Abstract

Financial disclosures provide more information than simply their regulated content. Disclosure tone and textual attributes affect firm performance, earnings persistence, stock volatility, capital costs, and retail investor behavior. But do these theories apply to mutual fund disclosures? In this Article, we examine the extent to which disclosure tone predicts fund risk and performance. Following Loughran & McDonald (2011), we develop customized dictionaries specific to mutual funds. We then introduce a novel sentiment scoring framework that generates a transparent sentence- and disclosure-level score for our sample of 132,326 mutual fund summary prospectuses (497k) from 2010-2018. Descriptive analysis validates our dictionary by showing meaningful and statistically significant differences across disclosure sections, CRSP categories, and time.
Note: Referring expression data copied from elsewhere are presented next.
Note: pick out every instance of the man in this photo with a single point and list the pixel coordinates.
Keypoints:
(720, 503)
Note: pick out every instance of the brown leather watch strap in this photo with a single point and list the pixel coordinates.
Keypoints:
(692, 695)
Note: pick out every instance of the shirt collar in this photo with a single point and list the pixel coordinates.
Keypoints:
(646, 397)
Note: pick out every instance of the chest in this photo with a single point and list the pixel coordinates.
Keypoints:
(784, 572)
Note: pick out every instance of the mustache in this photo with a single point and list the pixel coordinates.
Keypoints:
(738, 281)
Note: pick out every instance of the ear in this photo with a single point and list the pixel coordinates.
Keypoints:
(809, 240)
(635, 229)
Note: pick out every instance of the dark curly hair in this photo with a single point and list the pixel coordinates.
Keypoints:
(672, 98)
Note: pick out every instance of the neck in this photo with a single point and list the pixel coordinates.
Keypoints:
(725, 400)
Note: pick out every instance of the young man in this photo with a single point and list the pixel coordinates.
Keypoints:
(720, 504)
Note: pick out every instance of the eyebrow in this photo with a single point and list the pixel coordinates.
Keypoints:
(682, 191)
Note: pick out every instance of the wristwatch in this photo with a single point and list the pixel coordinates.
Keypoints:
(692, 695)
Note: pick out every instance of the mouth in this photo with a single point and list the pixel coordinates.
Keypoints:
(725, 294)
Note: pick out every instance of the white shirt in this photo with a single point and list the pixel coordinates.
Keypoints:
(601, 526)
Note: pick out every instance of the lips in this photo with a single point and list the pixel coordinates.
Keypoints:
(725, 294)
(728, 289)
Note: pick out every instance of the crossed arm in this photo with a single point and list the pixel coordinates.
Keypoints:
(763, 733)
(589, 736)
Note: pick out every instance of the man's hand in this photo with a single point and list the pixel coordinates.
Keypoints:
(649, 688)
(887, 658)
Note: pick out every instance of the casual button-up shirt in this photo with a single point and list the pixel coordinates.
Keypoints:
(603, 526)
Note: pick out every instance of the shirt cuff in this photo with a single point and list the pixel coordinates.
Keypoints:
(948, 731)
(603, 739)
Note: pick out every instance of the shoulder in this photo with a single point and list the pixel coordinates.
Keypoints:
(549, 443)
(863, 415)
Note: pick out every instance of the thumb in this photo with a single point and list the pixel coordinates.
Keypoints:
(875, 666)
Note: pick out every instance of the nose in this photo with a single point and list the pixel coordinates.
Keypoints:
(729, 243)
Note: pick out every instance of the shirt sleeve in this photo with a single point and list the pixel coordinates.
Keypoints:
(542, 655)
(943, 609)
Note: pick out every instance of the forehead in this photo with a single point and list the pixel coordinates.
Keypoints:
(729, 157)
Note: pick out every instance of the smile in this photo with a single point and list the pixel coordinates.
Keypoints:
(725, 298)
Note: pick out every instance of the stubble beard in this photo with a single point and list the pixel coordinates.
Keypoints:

Principal risk (PR) sections are more negative (and uniformly so) than investment strategy (IS) sections across time. Using a fixed-effects model, we demonstrate sentiment's predictive power on fund's return, volatility, and portfolio composition, conditional on sentiment’s relationship with readability. Our context-sensitive approach provides researchers and regulators with a tool to better assess not only what fund disclosures are saying, but how they say it. Further, our results reveal persistent differences in PR and IS estimated information signals that map onto content regulations and suggest a rich field for future research.